You know, like so it's it's something that is is so incredibly timeless and that's probably one of my favorite statements out of there. It's unbelievable to find out that that was written in what, like 1850? I think he wrote the law just something like forever ago, like right after the French Revolution. So yes, Jack, remind us where we can find you and where can we purchase the book? Sure. So the books here that you can see do a little zoom here.
So these three books that we were just talking about in the philosophical Voluntarism, Vision for Libertarian Future, Definitive Guided, Libertarian Voluntarism, those books are all printed on demand through Amazon. So they're only in print. They're not in digital. People say why not digital? I say because these artworks are super cool and they make for a great display piece. When you're done, you're going to want them. So that's why I keep them in print.
But and they're not that hefty and you know, people like, oh, I got a big bookshelf like these, These can slip, slip in anywhere you're good. So you can get them, you know, just looking up on Amazon. Of course, if you go to my website, Jack JCKV as in Voluntariest, Lloyd LOYD, Jack V, lloyd.com, I have links there to pretty much everything that I do to some degree, whether it's the non fiction books or my comic book series, which I'm super excited about.

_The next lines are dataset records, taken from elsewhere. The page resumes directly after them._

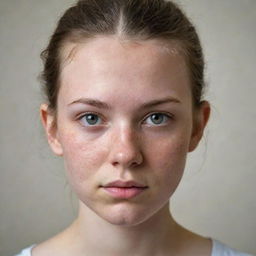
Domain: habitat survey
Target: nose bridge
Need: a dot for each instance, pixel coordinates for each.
(125, 146)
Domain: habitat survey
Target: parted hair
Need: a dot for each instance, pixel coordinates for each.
(129, 19)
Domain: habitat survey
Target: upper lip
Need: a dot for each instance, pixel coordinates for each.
(124, 184)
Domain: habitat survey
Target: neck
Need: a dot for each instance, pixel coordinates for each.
(95, 236)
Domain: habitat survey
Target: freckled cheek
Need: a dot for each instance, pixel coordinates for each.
(82, 157)
(167, 159)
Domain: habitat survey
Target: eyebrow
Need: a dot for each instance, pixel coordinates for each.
(102, 105)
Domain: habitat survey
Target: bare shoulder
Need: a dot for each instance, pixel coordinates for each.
(194, 244)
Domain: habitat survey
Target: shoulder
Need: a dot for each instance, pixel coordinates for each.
(220, 249)
(26, 251)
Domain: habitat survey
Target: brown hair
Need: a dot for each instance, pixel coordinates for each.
(132, 19)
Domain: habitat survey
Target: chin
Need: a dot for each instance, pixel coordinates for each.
(125, 214)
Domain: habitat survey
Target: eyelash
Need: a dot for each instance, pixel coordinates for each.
(167, 117)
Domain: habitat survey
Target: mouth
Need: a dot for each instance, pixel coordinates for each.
(124, 189)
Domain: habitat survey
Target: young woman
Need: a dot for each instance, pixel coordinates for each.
(124, 81)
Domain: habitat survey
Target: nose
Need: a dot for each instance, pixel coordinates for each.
(125, 151)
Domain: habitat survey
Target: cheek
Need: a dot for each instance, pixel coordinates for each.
(167, 159)
(81, 157)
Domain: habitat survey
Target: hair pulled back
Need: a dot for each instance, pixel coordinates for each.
(132, 19)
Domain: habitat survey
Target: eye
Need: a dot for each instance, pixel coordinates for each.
(157, 119)
(90, 119)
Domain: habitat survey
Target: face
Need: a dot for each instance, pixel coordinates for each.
(124, 114)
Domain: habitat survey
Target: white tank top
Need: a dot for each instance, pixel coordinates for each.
(218, 249)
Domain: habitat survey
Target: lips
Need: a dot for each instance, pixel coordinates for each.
(125, 184)
(124, 189)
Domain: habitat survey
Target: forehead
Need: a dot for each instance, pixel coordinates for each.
(105, 63)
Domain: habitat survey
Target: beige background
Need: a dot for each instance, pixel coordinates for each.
(217, 195)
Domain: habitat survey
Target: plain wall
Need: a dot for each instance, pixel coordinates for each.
(216, 197)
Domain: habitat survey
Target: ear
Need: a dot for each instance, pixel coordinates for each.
(201, 117)
(50, 127)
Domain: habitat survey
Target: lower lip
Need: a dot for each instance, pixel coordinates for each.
(124, 193)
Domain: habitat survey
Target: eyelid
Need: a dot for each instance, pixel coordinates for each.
(166, 114)
(80, 116)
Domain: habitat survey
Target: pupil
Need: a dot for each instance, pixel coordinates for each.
(91, 119)
(157, 118)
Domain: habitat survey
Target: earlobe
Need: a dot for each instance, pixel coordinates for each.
(48, 121)
(200, 121)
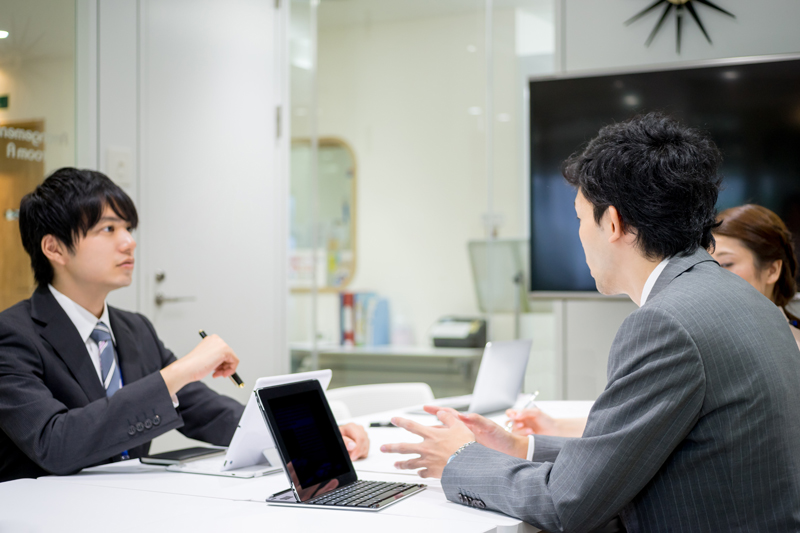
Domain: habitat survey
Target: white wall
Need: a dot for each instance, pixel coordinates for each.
(190, 89)
(37, 71)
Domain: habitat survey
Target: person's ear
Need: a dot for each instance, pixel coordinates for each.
(616, 232)
(773, 271)
(54, 250)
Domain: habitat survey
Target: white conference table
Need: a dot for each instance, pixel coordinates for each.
(130, 496)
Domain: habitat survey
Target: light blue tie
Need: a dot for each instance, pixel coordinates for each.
(109, 368)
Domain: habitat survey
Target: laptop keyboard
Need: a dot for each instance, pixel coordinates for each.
(367, 494)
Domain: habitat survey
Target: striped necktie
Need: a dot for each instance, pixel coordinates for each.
(109, 369)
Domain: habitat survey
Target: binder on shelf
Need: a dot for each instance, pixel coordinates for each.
(364, 319)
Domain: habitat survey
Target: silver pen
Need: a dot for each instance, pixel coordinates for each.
(529, 403)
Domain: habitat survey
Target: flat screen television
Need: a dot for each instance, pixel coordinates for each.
(751, 108)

We actually just finished the remaster on the Origins arc, which is 6 issues and there's a trade paperback for that and they'll be up soon enough. You know the first two issues are are still waiting pending queue a placement on the website. But in the meantime you can check out that comic book series on Amazon Digital and on Indie Planet and do all kinds of other cool stuff too. I mean, we have a music video coming out I think within about
a week and a half. The next music video is called Break the Great Reset. This one's going to feature a philosopher, so I worked as producer on that and writer slash, you know, costume prep person. So that is going to be a fun music video coming out talking about the great reset and mocking, of course, the Evil World Economic Forum and Klaus Schwab. So I'm super excited for that. And we have some other cool
things come out too. Later on this year, we're going to do another campaign for the next Suit Saga, the next art called Suit Saga and Voluntarist. And then we have a top secret project that we've had in the works for a year coming out January 1st, 2024. So you'll find out what that is soon enough. But I think, I think everyone's going to eat it. They're going to love it or hate it or or they're going to be like, Oh my gosh, what the heck is this?
And then they're going to open it up and laugh. So that's all I can say. I can't say the specifics, but it's going to be something really funny. Thank you to everyone for watching Keith and I don't tread on anyone in the Libertarian Institute. Jack Lloyd, thank you for your time, brother. Oh, it's my pleasure. Always you, Keith.